アルバム過去2作にはタイトルトラックがなく、初の試みとしての盛り上がりが欲しく、(三曲目にして)大団円っぽく終わりたいという意図で後半部を作成。おれたちを良くも悪くも縛ったFuture bass、Saw波コードスタックのキメアレンジ自体は自分はかなり好きでアイディア自体は取り入れたいが、そのままやるともうダメなので・・・という考えで制作。
4. At Heart
2015年あたりからちらほら登場し、bon iverの"22 A Million"やCashmere Catの”9”などでわれわれをビビらせたデジタルクワイア、それを中心に据えた曲のアイディアを、衝撃受けた当時から考えていて、国内若手もガンガンやるようになったのでやべーと思って制作。2017年ごろににサンレコで気になっている機材やプラグイン、欲しいものを答えるコーナーがあり、それぞれ「プリズマイザー(市販されていない謎の存在)」「一生錆びず切れないギターの弦」と答えて変なやつみたいになったことを思い出した。
22 A Millionリリース当時のこのbon iverのオフィシャルプレスは今見てもおもろい
5. As a Fake
個人的に三点セットシリーズと呼んでいる(1stのWay ahead、send aroundや2ndのcasual remark)基本サンプル、ドラム、ベースの3トラックのみで組むやつ。新しいテイストへの挑戦はFidgetyでやったのでこれはマジで手癖のみのトラック。結局ベースも打ってない。トラックはサンプルとドラムのみ。元ネタはFirst Choice - Don't Fake It。ライセンス取るときに権利者が6人いてすげーなと思った、小銭しか渡せませんが貢献させていただきたい。
6. Stroll down
Park With A Pondに続く公園シリーズとして制作。前半の展開ができてから完成までがなかなか形にならずキツかった。As a Fakeのような2mixぶった切りに対して各パートの音素を切るタイプのカットアップワーク。半年後に触ったら全然違う曲になると思う。
7. Time to Go
時津町PR用の楽曲をフル尺化。こういうギターの使い方する曲は世間にもっと増えて欲しいなーと思う。AOR的なおしゃれギターも歪ませてガンガン刻むタイプのプレイもロキノンマナーもおれの好みの中心にはなく難しい。いわゆるカノン進行のもつ本質的ないなたさ(もっと極論いうとダサさ)ってなんなんやろなーと思いながら作った。
8. Fidgety
英語圏以外のボイスサンプルをカットアップする実験を繰り返した果ての成功例の一個として収録。

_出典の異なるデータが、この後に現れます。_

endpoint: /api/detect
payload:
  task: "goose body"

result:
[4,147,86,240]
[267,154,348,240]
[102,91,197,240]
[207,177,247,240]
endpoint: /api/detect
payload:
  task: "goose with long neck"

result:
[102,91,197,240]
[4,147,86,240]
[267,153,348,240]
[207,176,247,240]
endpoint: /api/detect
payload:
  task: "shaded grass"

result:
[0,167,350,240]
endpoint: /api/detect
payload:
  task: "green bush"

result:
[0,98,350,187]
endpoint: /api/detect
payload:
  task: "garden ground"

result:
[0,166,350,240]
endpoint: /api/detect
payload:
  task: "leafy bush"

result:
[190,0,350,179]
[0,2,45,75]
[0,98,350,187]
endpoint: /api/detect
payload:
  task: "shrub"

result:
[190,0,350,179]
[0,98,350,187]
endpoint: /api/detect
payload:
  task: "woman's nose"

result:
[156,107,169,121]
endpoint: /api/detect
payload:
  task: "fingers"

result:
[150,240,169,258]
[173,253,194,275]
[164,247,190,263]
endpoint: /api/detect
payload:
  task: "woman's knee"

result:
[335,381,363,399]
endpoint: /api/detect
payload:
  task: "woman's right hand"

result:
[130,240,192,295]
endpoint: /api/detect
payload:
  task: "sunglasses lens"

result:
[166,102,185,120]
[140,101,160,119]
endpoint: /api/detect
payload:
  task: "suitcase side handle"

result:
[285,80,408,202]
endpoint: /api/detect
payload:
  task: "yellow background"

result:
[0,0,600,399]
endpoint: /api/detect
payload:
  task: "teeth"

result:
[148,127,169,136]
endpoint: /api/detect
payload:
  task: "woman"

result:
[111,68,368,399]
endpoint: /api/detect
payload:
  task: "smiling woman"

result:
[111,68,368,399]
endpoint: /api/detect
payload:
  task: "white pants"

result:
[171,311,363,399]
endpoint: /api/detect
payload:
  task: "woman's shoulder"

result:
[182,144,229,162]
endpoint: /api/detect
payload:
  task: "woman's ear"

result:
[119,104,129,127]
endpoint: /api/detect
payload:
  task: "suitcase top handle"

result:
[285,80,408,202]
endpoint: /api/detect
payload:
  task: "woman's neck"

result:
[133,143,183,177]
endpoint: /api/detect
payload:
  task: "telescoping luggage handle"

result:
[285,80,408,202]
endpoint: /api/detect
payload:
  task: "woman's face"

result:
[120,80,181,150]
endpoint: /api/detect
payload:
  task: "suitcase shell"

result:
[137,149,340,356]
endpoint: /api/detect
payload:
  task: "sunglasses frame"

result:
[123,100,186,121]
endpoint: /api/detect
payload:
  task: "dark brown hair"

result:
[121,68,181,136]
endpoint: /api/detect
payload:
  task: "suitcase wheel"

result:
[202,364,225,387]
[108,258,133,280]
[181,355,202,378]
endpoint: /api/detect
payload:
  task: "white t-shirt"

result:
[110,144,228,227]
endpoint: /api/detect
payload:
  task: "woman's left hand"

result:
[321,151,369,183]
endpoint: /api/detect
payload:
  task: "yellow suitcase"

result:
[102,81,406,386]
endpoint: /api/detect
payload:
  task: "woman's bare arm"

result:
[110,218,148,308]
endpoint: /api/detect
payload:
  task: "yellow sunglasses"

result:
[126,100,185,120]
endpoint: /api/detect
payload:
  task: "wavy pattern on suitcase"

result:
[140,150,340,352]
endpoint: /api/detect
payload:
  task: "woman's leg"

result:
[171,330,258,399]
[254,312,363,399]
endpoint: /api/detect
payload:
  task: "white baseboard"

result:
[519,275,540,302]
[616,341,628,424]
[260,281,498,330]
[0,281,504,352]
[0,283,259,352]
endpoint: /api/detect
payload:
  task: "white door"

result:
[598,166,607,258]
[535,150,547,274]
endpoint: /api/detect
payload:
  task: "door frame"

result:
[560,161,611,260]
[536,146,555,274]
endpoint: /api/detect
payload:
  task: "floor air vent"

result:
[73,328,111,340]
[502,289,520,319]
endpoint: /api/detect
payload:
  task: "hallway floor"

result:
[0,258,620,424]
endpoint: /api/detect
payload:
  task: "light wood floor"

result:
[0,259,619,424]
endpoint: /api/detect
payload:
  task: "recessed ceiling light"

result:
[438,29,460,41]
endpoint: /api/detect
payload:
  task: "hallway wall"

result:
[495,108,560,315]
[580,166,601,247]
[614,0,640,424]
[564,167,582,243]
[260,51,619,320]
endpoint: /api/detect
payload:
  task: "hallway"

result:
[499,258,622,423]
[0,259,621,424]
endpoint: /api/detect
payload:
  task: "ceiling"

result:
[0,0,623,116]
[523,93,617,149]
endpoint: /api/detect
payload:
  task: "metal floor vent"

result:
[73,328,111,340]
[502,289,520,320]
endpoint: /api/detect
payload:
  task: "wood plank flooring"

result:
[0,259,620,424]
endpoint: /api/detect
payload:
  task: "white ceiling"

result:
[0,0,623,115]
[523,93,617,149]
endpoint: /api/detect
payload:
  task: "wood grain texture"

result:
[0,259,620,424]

イーストサイドアジア感を過剰に過剰に押す意図は無く、この曲を聴いたストーンズ太郎と「日本から世界に発信する際に陥ってしまいがちな安易なオリエンタリズム」みたいな話をした記憶。サムライ!忍者!とか漢字モチーフとか、アジアをレップする上で、いわゆるタランティーノ映画的な誇張アジア観を当の本人が再生産してしまうみたいな懸念が強すぎて、逆にこういう土着したサンプルってむずいよなーと思いました。(逆にいうと欧米文化の浸透性には驚かされる、グローバル化とアメリカナイズのベン図の重なりがデカすぎる的な話)
言語が分からなさすぎて意図せず不謹慎な言葉や倫理に背くことを言っているように聞こえてしまうことは避けないとと思って意識はしてるけどやっぱ限界はある。なぜならなんも分からん言語だから。おれは第二外国語で中国語履修したはずなんやが。
9. Forward Thinking
おれの中のイマジナリーK-POPあるある、”同音程8分で近い母音の音素連呼しがち”から着想を得てメインのボーカルパターンを作ったが、具体例を出せと言われても古の日本輸入KポであるGeeくらいしか思い浮かばない。嘘認識疑惑がかなりあり、言語的な特徴から本当にそうなのかも知れないしそうではないのかも知れない。言語跨いで母音子音のフローを考えながら音楽を聴き続けた結果が自分のこのボーカルエディットであるが、最終的にはやっぱAIにやらせたいのでもうそろそろ体系化したい気持ちがかなりある。
10. Hold a Belief
6/8拍子の曲。ある時を境に三連系の拍子を異常に使うようになったが、これは3倍数グリッドの曲はDJツールになりづらいという事実からの逆張り(おれはライブセットでどうにかするからどうにかなる)なのかも知れない。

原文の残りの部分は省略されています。